An approximation of this block-scale on the Bendwyn map is 6 by 7, 20m hexes, or 42 hexes, or 6 mega-hexes per city block, giving 42.5 city blocks across the full area. With 16 total lots per block and about 10 hexes for roads, alleys and other public access each lot is about 2 hexes or 800 square meters equaling 8,611.12833 square feet; a reasonable residential lot size by modern u.s. standards. Setting each acre at 14 hexes, or 2 mega-hexes is 3 acres per block, or 127.5 acres per Bendwyn scale map, with a city blocks land costing 3 to 5s ~1100.

This is half of old Paris in 1575 in area, one more page would cover the whole of the walled portion of the city.
Paris held a population of two to three hundred thousand at the time.

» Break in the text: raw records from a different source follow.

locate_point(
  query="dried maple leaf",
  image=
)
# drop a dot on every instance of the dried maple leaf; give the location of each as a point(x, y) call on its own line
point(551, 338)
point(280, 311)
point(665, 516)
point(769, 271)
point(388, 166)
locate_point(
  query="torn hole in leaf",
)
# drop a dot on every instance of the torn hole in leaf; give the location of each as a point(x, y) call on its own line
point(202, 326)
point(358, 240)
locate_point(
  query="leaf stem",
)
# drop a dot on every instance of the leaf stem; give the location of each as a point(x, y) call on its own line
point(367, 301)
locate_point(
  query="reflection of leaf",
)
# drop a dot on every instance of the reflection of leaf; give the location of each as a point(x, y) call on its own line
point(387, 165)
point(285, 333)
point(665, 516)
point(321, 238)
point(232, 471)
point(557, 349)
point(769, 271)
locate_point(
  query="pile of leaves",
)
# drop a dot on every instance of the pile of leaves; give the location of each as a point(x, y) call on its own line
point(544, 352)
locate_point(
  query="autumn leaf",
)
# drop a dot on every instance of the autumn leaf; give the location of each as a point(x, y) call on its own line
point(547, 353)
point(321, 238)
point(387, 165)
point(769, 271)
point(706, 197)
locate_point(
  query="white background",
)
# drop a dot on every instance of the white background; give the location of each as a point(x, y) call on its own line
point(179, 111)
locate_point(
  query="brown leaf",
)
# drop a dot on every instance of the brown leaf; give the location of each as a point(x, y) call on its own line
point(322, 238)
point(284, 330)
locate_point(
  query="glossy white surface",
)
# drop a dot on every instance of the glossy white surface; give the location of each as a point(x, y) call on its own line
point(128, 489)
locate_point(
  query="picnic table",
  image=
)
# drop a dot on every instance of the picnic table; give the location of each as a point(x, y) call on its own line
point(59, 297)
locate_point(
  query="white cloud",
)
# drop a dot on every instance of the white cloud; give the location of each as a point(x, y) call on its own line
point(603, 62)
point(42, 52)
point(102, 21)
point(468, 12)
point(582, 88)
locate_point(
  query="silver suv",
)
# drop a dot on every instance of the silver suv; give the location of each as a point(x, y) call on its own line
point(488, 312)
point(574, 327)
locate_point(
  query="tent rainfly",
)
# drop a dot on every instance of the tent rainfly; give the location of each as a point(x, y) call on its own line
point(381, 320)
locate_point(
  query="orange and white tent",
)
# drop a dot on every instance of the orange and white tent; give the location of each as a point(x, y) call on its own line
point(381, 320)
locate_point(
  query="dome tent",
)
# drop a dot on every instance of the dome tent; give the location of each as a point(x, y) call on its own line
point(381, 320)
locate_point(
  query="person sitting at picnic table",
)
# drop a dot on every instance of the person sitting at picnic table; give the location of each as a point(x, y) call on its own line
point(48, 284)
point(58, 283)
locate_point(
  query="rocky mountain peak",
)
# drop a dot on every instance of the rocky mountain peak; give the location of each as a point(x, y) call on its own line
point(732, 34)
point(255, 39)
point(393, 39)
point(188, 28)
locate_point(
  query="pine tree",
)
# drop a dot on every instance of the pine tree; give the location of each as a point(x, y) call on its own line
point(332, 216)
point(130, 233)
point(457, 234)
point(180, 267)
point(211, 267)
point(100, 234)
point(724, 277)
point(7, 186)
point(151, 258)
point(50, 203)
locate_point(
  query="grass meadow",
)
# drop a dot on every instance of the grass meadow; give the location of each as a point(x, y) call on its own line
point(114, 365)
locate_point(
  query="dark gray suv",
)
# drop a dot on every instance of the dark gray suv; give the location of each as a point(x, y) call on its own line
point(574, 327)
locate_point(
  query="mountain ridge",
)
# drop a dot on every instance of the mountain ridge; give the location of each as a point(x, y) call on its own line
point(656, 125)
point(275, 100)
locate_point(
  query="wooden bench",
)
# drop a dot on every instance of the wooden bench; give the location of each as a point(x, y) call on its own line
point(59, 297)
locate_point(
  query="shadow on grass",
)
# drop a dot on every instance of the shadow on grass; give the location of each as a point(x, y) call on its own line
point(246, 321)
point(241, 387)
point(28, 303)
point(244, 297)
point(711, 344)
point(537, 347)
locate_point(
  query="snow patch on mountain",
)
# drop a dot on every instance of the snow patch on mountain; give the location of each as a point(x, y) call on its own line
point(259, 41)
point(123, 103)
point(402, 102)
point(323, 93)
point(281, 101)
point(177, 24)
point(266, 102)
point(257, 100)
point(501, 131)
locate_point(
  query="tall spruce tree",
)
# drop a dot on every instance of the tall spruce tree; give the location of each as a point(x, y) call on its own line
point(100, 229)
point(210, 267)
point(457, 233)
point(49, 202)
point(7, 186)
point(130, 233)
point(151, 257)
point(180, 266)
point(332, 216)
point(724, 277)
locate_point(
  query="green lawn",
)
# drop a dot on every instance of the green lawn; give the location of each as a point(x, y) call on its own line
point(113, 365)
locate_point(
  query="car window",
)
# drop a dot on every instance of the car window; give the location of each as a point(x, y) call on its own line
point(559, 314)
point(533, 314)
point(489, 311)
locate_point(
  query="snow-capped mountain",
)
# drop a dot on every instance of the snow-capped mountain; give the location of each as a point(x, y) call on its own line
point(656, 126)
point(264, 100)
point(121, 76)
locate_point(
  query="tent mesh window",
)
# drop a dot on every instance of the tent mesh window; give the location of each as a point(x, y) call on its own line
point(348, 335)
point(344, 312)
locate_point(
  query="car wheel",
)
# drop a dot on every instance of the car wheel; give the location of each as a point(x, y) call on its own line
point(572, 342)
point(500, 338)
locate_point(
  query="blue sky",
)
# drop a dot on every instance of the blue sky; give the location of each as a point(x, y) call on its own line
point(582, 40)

The farmers market covers roughly the area of the Jardin du Luxembourg, Skarg's is the size of the Bastille and the Broken Blade is about the size of the Louvre.

The 1636 mud count (recensement des boues) gives 415,000 people living in 20,400 homes (20.6 people per house). As this is a de jure population an additional 6% or so can be added to cover students, visitors and other temporary residents giving a total population of around 440,000 souls, around 110,000 of which are working aged males.